We have a noisy maid. Not that she is noisy all the time, but her voice is so shrill that it is like an audio tape on fast forward (something like this, only much more legible). Note when I say shrill, you might think that I am exaggerating (since I also claim to have Misophonia). I also dare say that I find our beloved (new)‘Nightingale of India’ Lata ji’s voice too shrill in many (ok, most of the songs) for my liking, with the quality of speakers in a cheap radio or an auto rickshaw furthering my ear’s unease. Inspite of the fact that I just said it, if you get a chance to hear her (my maid, not Lata ji) when she’s explodes from the kitchen that ‘bhaiya Pyaaz khatam ho gaya hai, doosre wale bhaiya se keh do ke le aayein’ (We’ve run out of onions once again, please tell the other ‘bhaiya’ to fetch more) you’ll be patting my back for putting up with such third degree torture.
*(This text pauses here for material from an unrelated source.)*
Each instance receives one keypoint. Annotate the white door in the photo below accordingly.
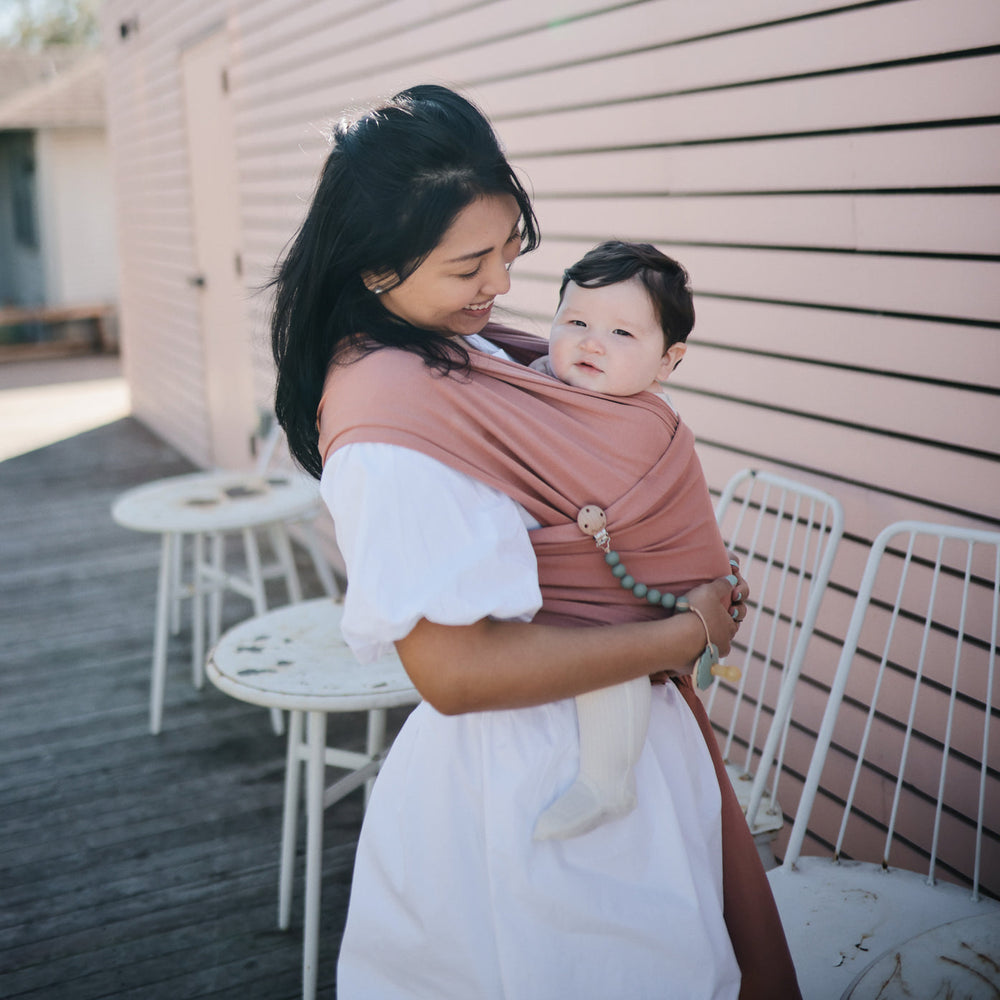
(225, 327)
It was one particular day when the water flowed over way over safe limits. I had just picked up an important call and at the same time, her rants and announcements started. The fact that rest of my roommates have pampered her too much to encourage her to ‘take cooking initiatives on her own’ and surprise us rather than wait for someone to tell her what is to be cooked, has done more harm than good. They’ve disarmed her inhibition, and now she walks like a titan, trampling our sorry ears and also demands attention like a bad girlfriend. When we don’t, she cooks some quick food in a quicker manner and gets out, we’re too lazy to do something about it later. Also that none of us moves our butt from our chairs and beds to respond to her SOSs, the volley of arguments and counter arguments often flow across rooms into the kitchen and back. So, that day, I was really pissed off, and literally wanted to bark, telling everyone to shut up. Now the rules of social etiquette forbade me from blaring at her a ‘shut the hell up’ crescendo as I would like it, particularly because we were essentially paying for our own (good) deeds, we’d agitated the devil.
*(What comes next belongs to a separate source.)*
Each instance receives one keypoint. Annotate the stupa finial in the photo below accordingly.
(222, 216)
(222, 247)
But something had to be done. If I cannot tell her how annoying she becomes at such times, someone else should? Talking Tom on androids would do a good job, but then, he needs to be operated by someone around her. And making people realize how annoying they are is harder than diffusing a bomb (in counter strike of course, I’ve never seen a real bomb let alone diffusing it) so it is better done by firing guns from behind someone else’s shoulders. I remembered an old toy. I rushed to eBay and ordered one of its variants right away without thinking about the cost or anything, the moment I hung up the phone call. Too bad I didn’t get the exact thing, which could have been perfect.
I made just one mistake, I told my room-mates about it, and the reasons why I was bringing the artillery. With immense alacrity, one of them announced the news to our beloved maid that ‘I’ was getting her a ‘gift’. I was like ‘bleh! There goes my hero’. Caught, even before making a move. Darn! My enthusiasm on this project plummeted like a broken arrow. Nevertheless, what was done was done. The good point is that she’ll now know who is annoyed with her, should she try to make amends. There was just one thing she didn’t know, what the gift was. Maybe she laughed it off, because I am the last person she’d expect a gift from.
A few days later, it arrived. The same guy who had broken the news of my getting her a gift, in his enthusiasm took the initiative to present it to her, of course with ‘dekho bhaiya tumhare liye kya laaye’ (See what bhaiya has brought for you). The rest of us were holed up in the adjacent room like scientists who’d just commenced the countdown for missile launch. She was delighted at first, and started to blabber like she does. And then the parrot did what it was supposed to. It repeated what she said, (and because Chinese things are unpredictable, it repeated that twice). Her expression must have been priceless, because what we heard next was, well, we were laughing, holding on to our stomachs (but of course, without making a sound). ‘Arey ye to meri nakal utaarta hai’ (Darn it mimicks me), said she in a meek voice. She tried to shut it up, by saying things to it, but it would just talk back. The more she tried to stop it, the more it talked, and the harder we laughed.
While we were midst our merry making, she dropped a bomb on us, in a very broken, pleading voice. ‘Bhaiya, please isko chup karwao warna mein ja rahi hoon.’ (Please make it shut up or else I’m leaving) Now we were back to diffusing the bomb. Food, who’ll do it, what if she doesn’t come back, we’re done for at least a week before we find another one. Darn, Darn, Darn. She refused to listen to anything unless we shut it down. She wouldn’t listen that it would keep quiet if she kept quiet, and finally I had to say it, what I had been avoiding. I told her that I’ll switch it on every time she becomes too noisy.
It seems she did not mind it too much, thankfully and much to her credit. My roommates have also found a tease for her, when they want to pester her. They just flick it on and hang it at a height she cannot reach. Meanwhile, she has made peace with the parrot and talks to it when she feels neglected in the house.